From: Eric Tanter (etanter at dcc.uchile.cl)
Date: Sun Nov 20 10:16:06 EST 2011

>>> (foo 1)
>> (foo 1)
>>> (list 1 2)
>> '(1 2)
>> The output is not really consistent, in that foo is printed as a (user-level) 
>> constructor, but list is not. 
> Well, `quote' is playing the role of constructor.

sure -- I get it, but it's surprising at first for students. At least it calls for an explanation.

>> For teaching, the problem with output '(1 2) is 
>> the need to explain (or try to ignore) the quote.
> PLAI uses `quote' for lists starting on page 8, so if you're teaching
> with the book, it may not be worthwhile to avoid `quote'.

Strictly speaking, it's not. It says "we can use the quote notation to simulate read."
In the book, `read' comes with the need to start parsing. In my case, I have to start with 2 weeks of intro to Scheme before entering into PLAI (Scheme basics, higher-order programming, recursive definitions, design recipe). 2 weeks where I technically don't need `read' (or `quote') at all.

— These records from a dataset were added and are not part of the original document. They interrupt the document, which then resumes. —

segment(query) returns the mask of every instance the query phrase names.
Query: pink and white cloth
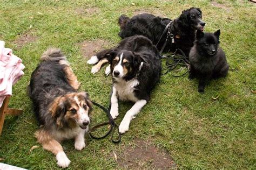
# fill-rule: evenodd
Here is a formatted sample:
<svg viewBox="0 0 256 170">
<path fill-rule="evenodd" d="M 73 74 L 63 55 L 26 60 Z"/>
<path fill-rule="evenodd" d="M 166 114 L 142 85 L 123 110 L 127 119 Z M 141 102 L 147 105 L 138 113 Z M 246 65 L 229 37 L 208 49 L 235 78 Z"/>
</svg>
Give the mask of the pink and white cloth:
<svg viewBox="0 0 256 170">
<path fill-rule="evenodd" d="M 4 44 L 0 41 L 0 107 L 6 96 L 11 95 L 12 86 L 24 75 L 25 68 L 22 60 Z"/>
</svg>

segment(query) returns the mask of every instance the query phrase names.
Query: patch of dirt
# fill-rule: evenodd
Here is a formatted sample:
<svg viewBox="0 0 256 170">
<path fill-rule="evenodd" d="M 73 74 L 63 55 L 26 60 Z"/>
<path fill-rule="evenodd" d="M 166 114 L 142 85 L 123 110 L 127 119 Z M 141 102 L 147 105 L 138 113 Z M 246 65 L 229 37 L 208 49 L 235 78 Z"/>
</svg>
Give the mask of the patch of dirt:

Anyway, I agree this is not a big issue, I have dealt with it since plai's behavior changed, a few semesters ago. It's just now that I'm writing some lectures notes (with Scribble!) in spanish for the 2-week crash course before PLAI, that I realized that I was missing the good old behavior.

> I think my students has had little trouble with `quote'. In contrast,
> in the bad old days when the `quote' was missing --- so that `(list 1
> 2)' printed as just `(1 2)' --- students had a difficult time with the
> difference between expressions and printed values.

I certainly agree with that.

> [...] Right -- not until we fix constructor-style printing.